Below you can find more information about Lonesome Soldier:
30 second Trailer:
Directed by Nino Aldi, “Lonesome Soldier” was co-written by Alexander Randazzo and Oscar-nominated Lionel Chetwynd. The film is a True American Story based on the novel of the same title by Linda Lee. C. Charles Pappas, Mark Wallace and Randazzo produced, with Executive Producers James Dillon, Steve Monroe, Richard Randazzo and an additional network of investors who wanted the story told.
In addition to co-writing the screenplay, Alexander Randazzo stepped into the starring role of Jackson Harlow, a young man with a promising future that is dramatically changed after he joins the National Guard. Rounding out the ensemble cast are John Ashton, Allison McAtee, Steve Monroe, Jesse James, Dion Earl, Flavia Watson, Leah Grosjean and Michael Southworth.
Said Randazzo, “We're very excited about Military Movies and our first feature. I come from a military family and really connected with the story. We believe the military community is underrepresented as far as contemporary entertainment media, and we are determined to bring this project to life on the big screen.”
Military Movies, who is also theatrically distributing the film, have several scripts in development with plans to roll out more military offerings, service-oriented documentaries and general fare that tells authentic character focused stories.
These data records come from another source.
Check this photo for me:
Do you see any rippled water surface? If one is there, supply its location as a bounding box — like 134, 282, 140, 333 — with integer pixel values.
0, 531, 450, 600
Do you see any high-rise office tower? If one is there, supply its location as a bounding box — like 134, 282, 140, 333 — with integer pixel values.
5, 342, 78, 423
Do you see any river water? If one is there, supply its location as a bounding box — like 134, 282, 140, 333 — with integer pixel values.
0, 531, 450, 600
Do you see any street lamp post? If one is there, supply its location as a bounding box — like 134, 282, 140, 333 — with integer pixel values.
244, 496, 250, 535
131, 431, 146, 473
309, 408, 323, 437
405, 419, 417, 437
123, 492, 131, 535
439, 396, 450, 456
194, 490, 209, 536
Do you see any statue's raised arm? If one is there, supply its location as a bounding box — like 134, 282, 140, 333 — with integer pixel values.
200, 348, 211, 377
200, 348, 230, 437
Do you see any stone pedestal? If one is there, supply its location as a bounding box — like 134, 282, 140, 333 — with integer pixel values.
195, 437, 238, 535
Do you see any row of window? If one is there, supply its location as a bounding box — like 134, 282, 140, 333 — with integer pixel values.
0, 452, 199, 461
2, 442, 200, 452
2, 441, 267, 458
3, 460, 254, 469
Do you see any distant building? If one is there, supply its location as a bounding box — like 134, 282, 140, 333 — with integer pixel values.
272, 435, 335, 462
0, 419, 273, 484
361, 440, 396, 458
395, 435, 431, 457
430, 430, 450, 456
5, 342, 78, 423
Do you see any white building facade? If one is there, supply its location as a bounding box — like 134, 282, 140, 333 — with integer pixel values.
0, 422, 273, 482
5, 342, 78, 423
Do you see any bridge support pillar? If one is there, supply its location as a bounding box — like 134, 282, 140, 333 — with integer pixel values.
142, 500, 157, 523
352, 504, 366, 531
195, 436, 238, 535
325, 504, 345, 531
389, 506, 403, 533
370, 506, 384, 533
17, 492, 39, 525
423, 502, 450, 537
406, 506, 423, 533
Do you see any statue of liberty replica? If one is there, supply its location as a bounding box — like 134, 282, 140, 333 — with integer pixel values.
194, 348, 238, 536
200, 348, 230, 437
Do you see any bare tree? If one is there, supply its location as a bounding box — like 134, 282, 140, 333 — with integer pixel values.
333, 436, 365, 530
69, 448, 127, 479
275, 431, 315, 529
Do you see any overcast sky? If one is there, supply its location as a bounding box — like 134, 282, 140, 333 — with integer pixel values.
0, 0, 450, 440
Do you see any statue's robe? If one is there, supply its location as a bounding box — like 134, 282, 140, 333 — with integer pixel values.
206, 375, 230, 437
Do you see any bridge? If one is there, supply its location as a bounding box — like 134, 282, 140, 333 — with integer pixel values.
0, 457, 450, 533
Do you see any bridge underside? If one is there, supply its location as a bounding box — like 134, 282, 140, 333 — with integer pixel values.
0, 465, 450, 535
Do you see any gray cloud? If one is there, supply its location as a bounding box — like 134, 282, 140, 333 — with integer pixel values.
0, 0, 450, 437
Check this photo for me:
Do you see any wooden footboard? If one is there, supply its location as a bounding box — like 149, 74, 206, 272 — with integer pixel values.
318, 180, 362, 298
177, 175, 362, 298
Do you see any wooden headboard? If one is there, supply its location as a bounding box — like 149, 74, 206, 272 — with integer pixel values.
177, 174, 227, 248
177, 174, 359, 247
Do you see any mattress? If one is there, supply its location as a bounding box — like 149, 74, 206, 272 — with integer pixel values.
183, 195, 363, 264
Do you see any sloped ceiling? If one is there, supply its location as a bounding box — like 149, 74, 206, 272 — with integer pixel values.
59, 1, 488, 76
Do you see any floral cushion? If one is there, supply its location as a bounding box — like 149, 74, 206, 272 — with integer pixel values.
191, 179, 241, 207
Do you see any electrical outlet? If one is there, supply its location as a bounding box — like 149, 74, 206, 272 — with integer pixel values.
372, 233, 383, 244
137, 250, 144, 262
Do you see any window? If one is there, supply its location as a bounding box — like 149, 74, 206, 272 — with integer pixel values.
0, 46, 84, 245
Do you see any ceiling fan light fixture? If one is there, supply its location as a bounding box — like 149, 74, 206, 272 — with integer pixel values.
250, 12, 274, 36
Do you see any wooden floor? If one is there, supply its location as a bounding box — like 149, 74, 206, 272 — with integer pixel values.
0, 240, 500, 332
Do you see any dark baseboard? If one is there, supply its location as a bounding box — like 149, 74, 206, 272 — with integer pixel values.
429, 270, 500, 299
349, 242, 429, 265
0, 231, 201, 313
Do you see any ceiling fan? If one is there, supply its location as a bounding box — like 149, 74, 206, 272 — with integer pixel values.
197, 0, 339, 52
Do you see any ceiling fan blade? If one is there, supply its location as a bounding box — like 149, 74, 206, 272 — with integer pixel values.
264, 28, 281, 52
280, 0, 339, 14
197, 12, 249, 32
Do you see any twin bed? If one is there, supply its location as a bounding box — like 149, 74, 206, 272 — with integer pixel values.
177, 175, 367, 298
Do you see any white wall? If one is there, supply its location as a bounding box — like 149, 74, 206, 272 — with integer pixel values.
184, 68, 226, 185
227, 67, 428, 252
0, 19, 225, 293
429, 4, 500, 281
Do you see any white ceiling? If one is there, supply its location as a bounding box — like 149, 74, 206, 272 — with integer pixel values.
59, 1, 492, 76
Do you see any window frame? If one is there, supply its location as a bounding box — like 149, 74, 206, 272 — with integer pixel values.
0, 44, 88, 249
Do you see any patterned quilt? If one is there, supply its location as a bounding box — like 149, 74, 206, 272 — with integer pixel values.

Additionally the company plans to partner with several Non-Profit organizations serving U.S. veterans for marketing initiatives and awareness of the film’s message. A percentage of proceeds will be going to veterans in need of mental health support.
Military Movies is a production and distribution platform that produces authentic films representing people who serve and their families. The company believes this is a genre that offers a wide canvas to tell compelling stories and build a brand to illuminate “the why” our nation’s service members raise their right hands and answer the call to serve.